Jules Ferry le 10 avril 1870 réunit une commission mixte de l'enseignement ayant pour but d'examiner entre autres les questions de gratuité,et les réformes à apporter à l’enseignement primaire et secondaire des filles et des garçons. A cette commission siègent les deux premières femmes bachelières de France,Julie-Victoire Daubié et Emma Chenu. Ainsi lors de la conférence il dit « Lisez du moins le livre de M. Stuart Mill sur l' assujettissement des femmes il faut que vous le lisiez toutes : c'est le commencement de la sagesse ; il vous apprendra que vous avez les mêmes facultés que les hommes. Les hommes disent le contraire, mais en vérité, comment le savent-ils ? C'est une chose qui me sur­passe. Diderot disait : Quand on parle des femmes, il faut tremper sa plume dans l'arc-en-ciel, et secouer sur son papier la poussière des ailes d'un papillon ; c'est une précaution que ne prennent pas, en général, les hommes, quand ils parlent des femmes ; non ! ils ont tous une opinion exorbitante sur ce point. », « Apprenez qu'il est impossible de dire des femmes, êtres complexes, multiples, délicats, pleins de transformations et d'imprévu, de dire : elles sont ceci ou cela ; il est impossible de dire, dans l'état actuel de leur éducation, qu'elles ne seront pas autre chose, quand on les élèvera différemment. Par conséquent, dans l'ignorance où nous sommes des véritables aptitudes de la femme, nous n'avons pas le droit de la mutiler. » et enfin « L'égalité d'éducation, c'est l'unité reconstituée dans la famille. » ( voir http://motstocsin.autonomie.org/html/textes/textesgeneraux/julesferry_egalite.htm )

 

 

En mars 1871, des institutrices de la Commune de Paris exigent une nouvelle forme d'éducation pour les enfants des classes populaires defavorisés et proposent un enseignement laïc permettant de chasser les congréganistes.

  

 

 

Léon Richer (1824-1911), journaliste, féministe © Photographie de Piquée (Troyes).

 

Léon Richer organise le premier congrès international des femmes à Paris en 1878 avec Maria Deraismes, fondateurs du périodique Le droit des femmes. Il a duré deux semaines et a marqué une nouvelle étape dans le développement du féminisme. Quelques mois après ce congrès, Jules Grévy succède à Mac-Mahon, et entraîne un changement radical. Les républicains entrant au pouvoir votent les libertés publiques et s’engagent dans une politique où la religion n'a pas sa place.

 

La loi dite loi Paul Bert votée le 9 août 1879, oblige les départements à disposer d'une école normale primaire de filles pour former les élèves-institutrices.
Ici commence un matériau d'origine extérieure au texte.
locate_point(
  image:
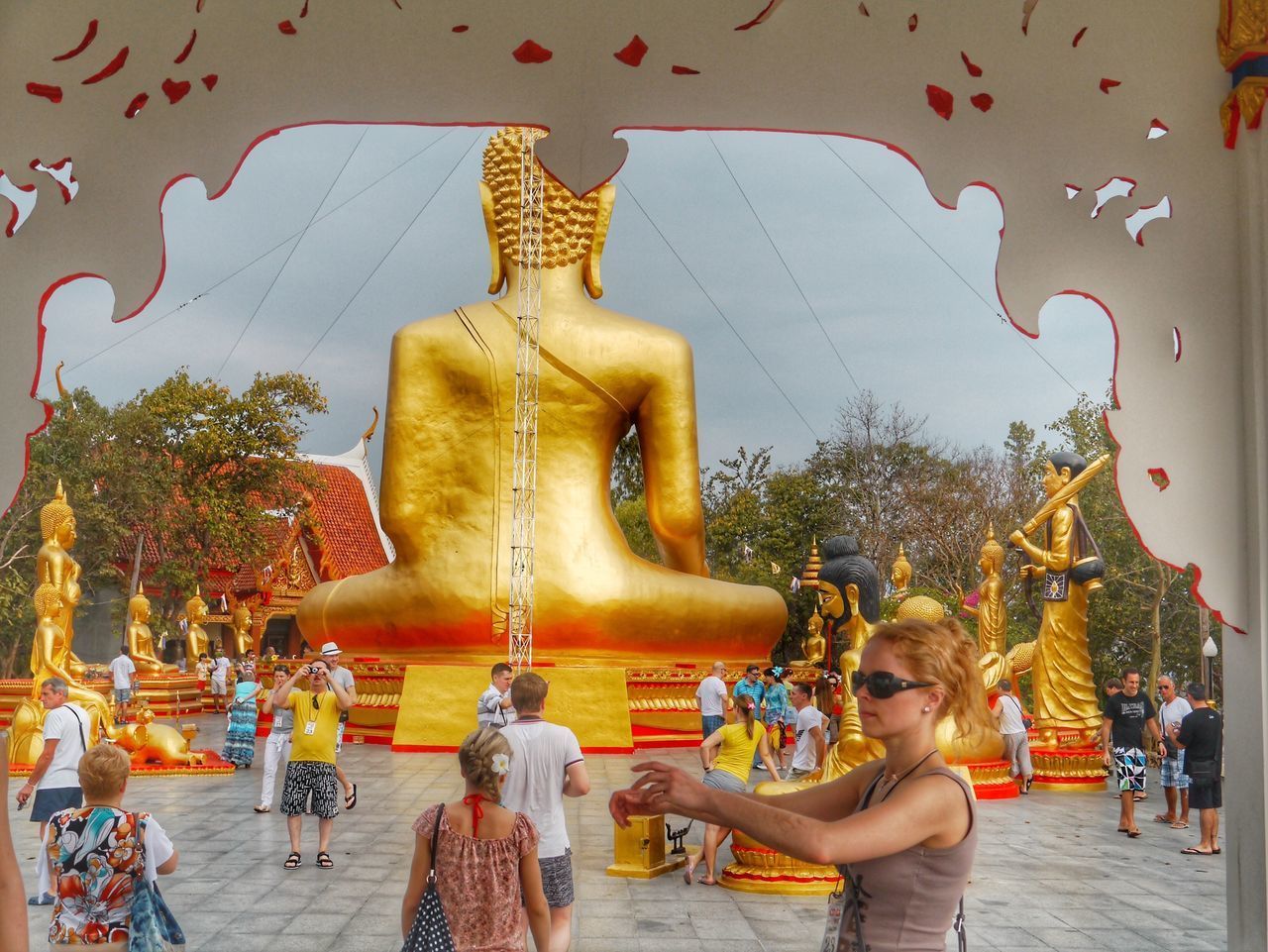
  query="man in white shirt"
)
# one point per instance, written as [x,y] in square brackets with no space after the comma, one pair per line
[546,767]
[54,778]
[711,696]
[125,674]
[810,749]
[220,680]
[1172,711]
[494,707]
[1008,715]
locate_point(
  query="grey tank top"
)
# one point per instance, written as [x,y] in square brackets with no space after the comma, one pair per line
[906,901]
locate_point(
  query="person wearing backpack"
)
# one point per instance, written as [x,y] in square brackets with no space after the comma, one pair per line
[1012,725]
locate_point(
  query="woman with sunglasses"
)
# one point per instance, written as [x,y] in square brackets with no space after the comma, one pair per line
[889,824]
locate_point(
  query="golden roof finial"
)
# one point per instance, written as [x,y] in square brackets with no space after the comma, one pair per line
[370,434]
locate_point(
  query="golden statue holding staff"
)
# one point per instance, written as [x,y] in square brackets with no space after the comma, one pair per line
[195,635]
[447,472]
[54,565]
[141,639]
[1070,567]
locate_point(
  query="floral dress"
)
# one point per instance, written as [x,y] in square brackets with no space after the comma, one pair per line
[478,881]
[93,860]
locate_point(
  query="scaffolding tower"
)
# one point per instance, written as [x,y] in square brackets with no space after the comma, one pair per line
[524,476]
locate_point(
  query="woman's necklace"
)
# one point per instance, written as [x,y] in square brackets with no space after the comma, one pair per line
[891,781]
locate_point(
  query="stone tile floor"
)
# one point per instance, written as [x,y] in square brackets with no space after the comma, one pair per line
[1051,873]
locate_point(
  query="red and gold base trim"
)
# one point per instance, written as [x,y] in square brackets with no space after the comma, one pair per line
[760,869]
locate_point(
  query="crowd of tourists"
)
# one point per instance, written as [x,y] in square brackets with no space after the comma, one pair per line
[494,865]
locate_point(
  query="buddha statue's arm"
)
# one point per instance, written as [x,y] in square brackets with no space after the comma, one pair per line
[1056,558]
[666,424]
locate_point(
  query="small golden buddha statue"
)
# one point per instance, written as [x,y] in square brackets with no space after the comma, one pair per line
[54,562]
[1069,566]
[157,743]
[900,574]
[141,640]
[991,611]
[195,635]
[814,647]
[448,449]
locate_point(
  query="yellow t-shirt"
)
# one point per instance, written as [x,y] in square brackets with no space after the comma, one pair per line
[736,755]
[324,714]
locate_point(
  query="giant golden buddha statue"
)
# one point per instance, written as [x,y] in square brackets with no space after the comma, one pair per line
[54,563]
[141,639]
[1070,567]
[195,635]
[447,472]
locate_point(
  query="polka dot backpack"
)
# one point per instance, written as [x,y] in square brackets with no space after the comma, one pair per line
[430,929]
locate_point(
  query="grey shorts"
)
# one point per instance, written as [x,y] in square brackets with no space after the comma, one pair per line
[54,800]
[557,880]
[724,781]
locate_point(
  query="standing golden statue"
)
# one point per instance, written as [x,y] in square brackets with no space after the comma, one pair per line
[54,563]
[243,639]
[1070,567]
[141,639]
[991,611]
[447,472]
[195,635]
[900,574]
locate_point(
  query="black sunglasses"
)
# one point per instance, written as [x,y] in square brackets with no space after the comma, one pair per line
[883,684]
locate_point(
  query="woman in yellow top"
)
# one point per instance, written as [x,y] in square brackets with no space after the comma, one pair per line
[727,756]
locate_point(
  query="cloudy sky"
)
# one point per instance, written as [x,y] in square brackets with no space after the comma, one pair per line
[801,268]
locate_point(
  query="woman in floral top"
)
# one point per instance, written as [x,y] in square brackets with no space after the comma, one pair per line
[93,855]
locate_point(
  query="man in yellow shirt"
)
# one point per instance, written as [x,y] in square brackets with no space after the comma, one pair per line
[311,784]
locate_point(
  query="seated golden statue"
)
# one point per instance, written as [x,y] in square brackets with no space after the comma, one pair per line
[54,563]
[141,639]
[195,635]
[447,473]
[814,647]
[157,743]
[243,640]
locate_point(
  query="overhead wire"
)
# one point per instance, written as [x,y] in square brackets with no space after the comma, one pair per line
[258,258]
[292,253]
[387,254]
[716,308]
[949,265]
[783,262]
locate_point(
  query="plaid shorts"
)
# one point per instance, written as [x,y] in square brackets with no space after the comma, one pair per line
[1130,765]
[1173,772]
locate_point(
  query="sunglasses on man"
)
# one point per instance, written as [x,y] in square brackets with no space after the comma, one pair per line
[884,684]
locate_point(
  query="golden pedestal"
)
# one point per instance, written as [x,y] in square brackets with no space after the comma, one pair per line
[639,849]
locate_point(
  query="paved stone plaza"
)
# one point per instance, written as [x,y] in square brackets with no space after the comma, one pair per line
[1051,871]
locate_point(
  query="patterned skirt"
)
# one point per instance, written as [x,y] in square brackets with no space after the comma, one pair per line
[240,739]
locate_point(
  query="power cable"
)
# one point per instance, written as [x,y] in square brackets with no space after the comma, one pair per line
[259,258]
[714,303]
[387,254]
[783,262]
[292,253]
[950,266]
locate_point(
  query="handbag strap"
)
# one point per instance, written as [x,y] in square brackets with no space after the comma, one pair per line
[435,838]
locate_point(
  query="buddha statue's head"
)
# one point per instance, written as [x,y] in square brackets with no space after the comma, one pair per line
[57,520]
[920,607]
[49,601]
[195,608]
[848,582]
[139,606]
[1060,470]
[992,559]
[900,575]
[572,228]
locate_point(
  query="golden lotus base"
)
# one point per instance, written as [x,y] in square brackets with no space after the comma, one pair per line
[1068,770]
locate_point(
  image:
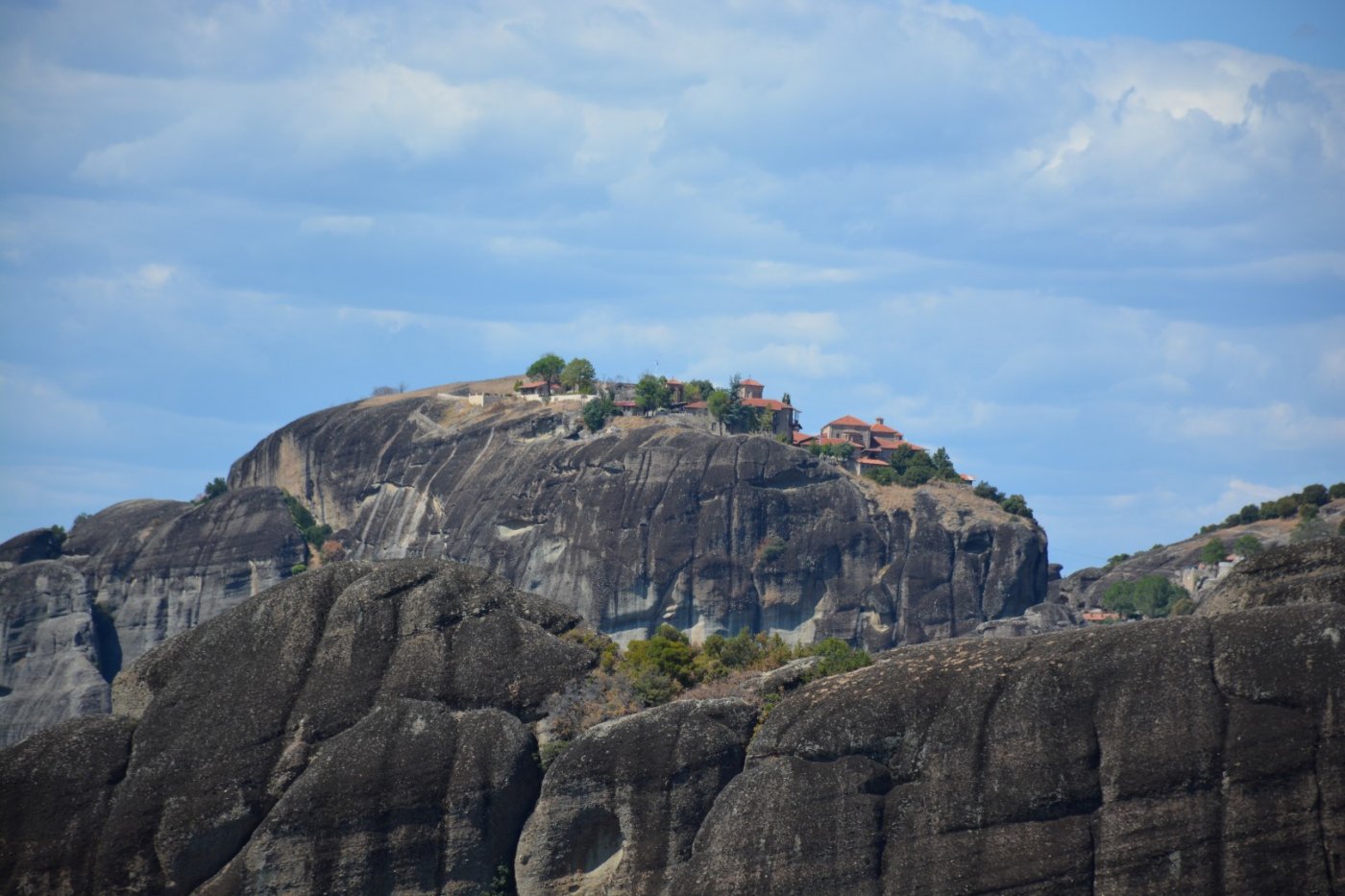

Après la loi de laïcisation de l’enseignement en 1879, Camille Sée, homme politique de gauche se préoccupe de l’éducation des jeunes filles. Résultat, le 21 décembre 1880, la loi Camille Sée autorise la création de lycées laïques de jeunes filles. Les lois scolaires de Jules Ferry sont votées, affirmant l'obligation, pour les enfants des deux sexes, de fréquenter l'école de 6 à 13 ans le 28 mars 1882 avec la loi de l'enseignement primaire obligatoire).

 

La Première Guerre mondiale met fin à la lutte laïque des institutrices françaises. Après avoir supplée les postes des instituteurs pendant la guerre, elles acquièrent en 1919 le même salaire que leurs homologues masculins.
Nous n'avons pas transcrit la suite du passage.